Dark matter Experience with the Coffea Analysis Framework

Initial Setup

First, log into an LPC node:

ssh -L 9094:localhost:9094 <USERNAME>@cmslpc-sl7.fnal.gov

The command will also start forwarding the port 9094 (or whatever number you choose)to be able to use applications like jupyter once on the cluster. Then move into your nobackup area on uscms_data:

cd /uscms_data/d?/<USERNAME>

where '?' can be [1,2,3]. Install CMSSW_11_3_4 (Note: CMSSW 11_3_X runs on slc7, which can be setup using apptainer on non-slc7 nodes (see detailed instructions):

#cmssw-el7 # uncomment this line if not on an slc7 node
cmsrel CMSSW_11_3_4
cd CMSSW_11_3_4/src
cmsenv

Install combine (see detailed instructions):

cd $CMSSW_BASE/src
git clone https://github.com/cms-analysis/HiggsAnalysis-CombinedLimit.git HiggsAnalysis/CombinedLimit
cd HiggsAnalysis/CombinedLimit
git fetch origin
git checkout v9.1.0 # current recommeneded tag (Jan 2024)
scramv1 b clean; scramv1 b # always make a clean build

Fork this repo on github and clone it into your CMSSW_11_3_4/src directory:

cd $CMSSW_BASE/src
git clone ttps://github.com/<USERNAME>/decaf.git
cd decaf
git switch UL

Then, setup the proper dependences:

source setup.sh

This script installs the necessary packages as user packages (Note: Pip gave errors when running setup.sh for the first time, but it seemed to install everything just fine. No errors showed up when running setup.sh a second time.). This is a one-time setup. When you log in next just do:

#cmssw-el7 # uncomment this line if not on an slc7 node
cd CMSSW_11_3_4/src
cmsenv
cd decaf
source env.sh

By running this script you will also initialize your grid certificate (Note: setup.sh also runs env.sh). This requires you to save your grid certificate password in $HOME/private/$USER.txt. Alternatively, you can comment this out and initialize it manually every time.

Listing Input Files

The list of input files for the analyzer can be generated as a JSON file using the macros/list.py script. This script will run over the datasets listed in data/process.py, find the list of files for each dataset, “pack” them into small groups for condor jobs, and output the list of groups as a JSON file in metadata/.

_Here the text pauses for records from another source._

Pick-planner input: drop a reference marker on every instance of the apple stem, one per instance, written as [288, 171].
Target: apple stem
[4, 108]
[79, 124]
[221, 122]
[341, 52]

The options for this script are:

-d (--dataset)

Select a specific dataset to pack. By default, it will run over all datasets in process.py.

-y (--year)

Data year. Options are 2016pre, 2016post, 2017, and 2018.

-m (--metadata)

Name of metadata output file. Output will be saved in metadata/<NAME>.json

-p (--pack)

Size of file groups. The smaller the number, the more condor jobs will run. The larger the number, the longer each condor job will take. We tend to pick 32, but the decision is mostly arbitrary.

-s (--special)

Size of file groups for special datasets. For a specific dataset, use a different size with respect to the one established with --pack. The syntax is -s <DATASET>:<NUMBER>.

-c (--custom)

Boolean to decide to use public central NanoAODs (if False) or private custom NanoAODs (if True). Default is False.

As an example, to generate the JSON file for all 2017 data:

python3 macros/list.py -y 2017 -m 2017 -p 32

As a reminder, this script assumes that you are in the decaf/analysis directory when running. The output above will be saved in metadata/2017.json.

If using the --custom option, the script can take several hours to run, so it’s best to use a process manager such as nohup or tmux to avoid the program crashing in case of a lost connection. For example

nohup python3 macros/list.py -y 2017 -m 2017 -p 32 -c &

The & option at the end of the command lets it run in the background, and the std output and error is saved in nohup.out.

The nohup command is useful and recommended for running most scripts, but you may also use tools like tmux or screen.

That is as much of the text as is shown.